Additionally, if you really suspect you will pull off a Devastators + Forgotten Souls combo next turn, you should keep it in your hand. Outside of those two reasons, this card should be cycled and never stay in your hand for more than one turn. Once you master cycling, it just becomes natural to know which cards to cycle and when.

Standard cycling rules:

  • You want to be cycling more often than not. This rule is true for every RR match.
  • As far as cycling prioritisation goes, Forgotten Souls has the highest priority, Summon Militia is second and Snowmason is third. This rule is not always true as it really depends on the state of the board and your expectations for which card you will receive after cycling.
  • By playing Devastators in the early game, and cycling Forgotten Souls in the early game, you can expect to draw them both back around the same time for a combo.
  • Since your card levels will differ, aim to play out your best/higher level cards, and cycle out your worst/lowest level cards.
  • Almost never cycle Devastators, and it’s okay to keep this card in your hand for many turns because each turn you should be looking to make a Devastators play setup. As you rank up, Devastators progressively become harder to set down without risk and it may be common to cycle this card only in the early game.

At face value you can only see 4 cards in your deck every turn. Once you master cycling you can actually see a 5th card in your hand every turn and cycling for lethal no longer becomes luck, but instead a skillful trait.

Order

Now that we have covered cycling, we can start learning about order which refers to the order in which you play your cards.

Outside of prioritisation and cycling, order plays a very significant role that usually goes unnoticed to the inexperienced player.

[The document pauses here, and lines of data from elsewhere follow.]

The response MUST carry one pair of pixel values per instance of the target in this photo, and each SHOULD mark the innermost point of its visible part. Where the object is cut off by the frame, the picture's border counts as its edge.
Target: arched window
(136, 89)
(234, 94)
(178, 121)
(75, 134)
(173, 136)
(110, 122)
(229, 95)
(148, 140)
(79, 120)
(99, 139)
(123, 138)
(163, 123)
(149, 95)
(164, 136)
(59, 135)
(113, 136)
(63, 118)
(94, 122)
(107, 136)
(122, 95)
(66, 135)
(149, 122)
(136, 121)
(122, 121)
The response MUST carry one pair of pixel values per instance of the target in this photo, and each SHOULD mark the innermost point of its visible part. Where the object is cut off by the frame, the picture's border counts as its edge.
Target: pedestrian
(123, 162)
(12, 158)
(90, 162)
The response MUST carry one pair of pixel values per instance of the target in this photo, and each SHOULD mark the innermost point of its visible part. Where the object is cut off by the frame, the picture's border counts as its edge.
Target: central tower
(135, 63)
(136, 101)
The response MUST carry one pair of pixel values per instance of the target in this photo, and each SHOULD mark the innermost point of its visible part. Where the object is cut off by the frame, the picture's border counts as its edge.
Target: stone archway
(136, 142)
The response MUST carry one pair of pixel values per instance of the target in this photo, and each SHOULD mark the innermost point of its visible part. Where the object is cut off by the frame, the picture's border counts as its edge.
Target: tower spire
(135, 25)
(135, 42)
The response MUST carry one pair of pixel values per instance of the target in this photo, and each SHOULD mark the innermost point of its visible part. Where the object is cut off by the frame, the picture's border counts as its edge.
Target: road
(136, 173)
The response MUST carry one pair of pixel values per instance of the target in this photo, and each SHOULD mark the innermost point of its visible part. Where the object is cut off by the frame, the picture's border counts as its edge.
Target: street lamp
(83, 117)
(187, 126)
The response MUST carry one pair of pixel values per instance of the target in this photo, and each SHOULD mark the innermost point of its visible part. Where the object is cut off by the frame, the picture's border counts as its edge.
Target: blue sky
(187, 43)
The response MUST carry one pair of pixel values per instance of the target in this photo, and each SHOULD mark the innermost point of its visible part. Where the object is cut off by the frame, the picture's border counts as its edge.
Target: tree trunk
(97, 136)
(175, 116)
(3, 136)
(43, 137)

At the basic level players start developing an idea behind how to properly utilize order to their advantage because it is the most logical play.

For instance if the enemy has a unit placed near their base for defense, you will play out the cards to remove that enemy unit first before playing your 2 movement unit in hand that can be used for lethal. In more complex cases, order starts becoming debatable between which cards should be played first, second, third or fourth.

There are two parts behind the concept of order:

  1. The Present Value of Order (PVO),
  2. The Future Value of Order (FVO).

The aforementioned situations are illustrating the present value of order (PVO) because the order in which I play my cards this turn, will determine the state of the board/game for this turn and the next turn. The PVO has everything to do with prioritisation—for instance do you want the Doppelbocks’ token to be more forward than the Green Prototypes or vice versa?

As demonstrated earlier, sometimes the order in which you play your cards will have an affect on the PVO. This becomes more obvious during turns where you want to play RNG (luck-based) cards like Summon Militia and Head Start.

Since RNG-based cards like Summon Militia and Head Start have a certain amount of available tiles they can land on, you can adjust your play depending on where you want these tokens to land. For instance, if I want these tokens to land on specific tiles, I can increase the chance of them landing there by occupying the other tiles.

You don’t always want to play your RNG cards last—sometimes your move will be dependent on how the RNG plays out and thus you may want to play them first.

In the following example, I want to be as aggressive as possible. To increase the chances of the Summon Militia token to spawn hopefully on the furthest row possible, I play it first followed by Head Start. Depending on where these tokens land I will determine which unit I want to buff with Potion of Growth.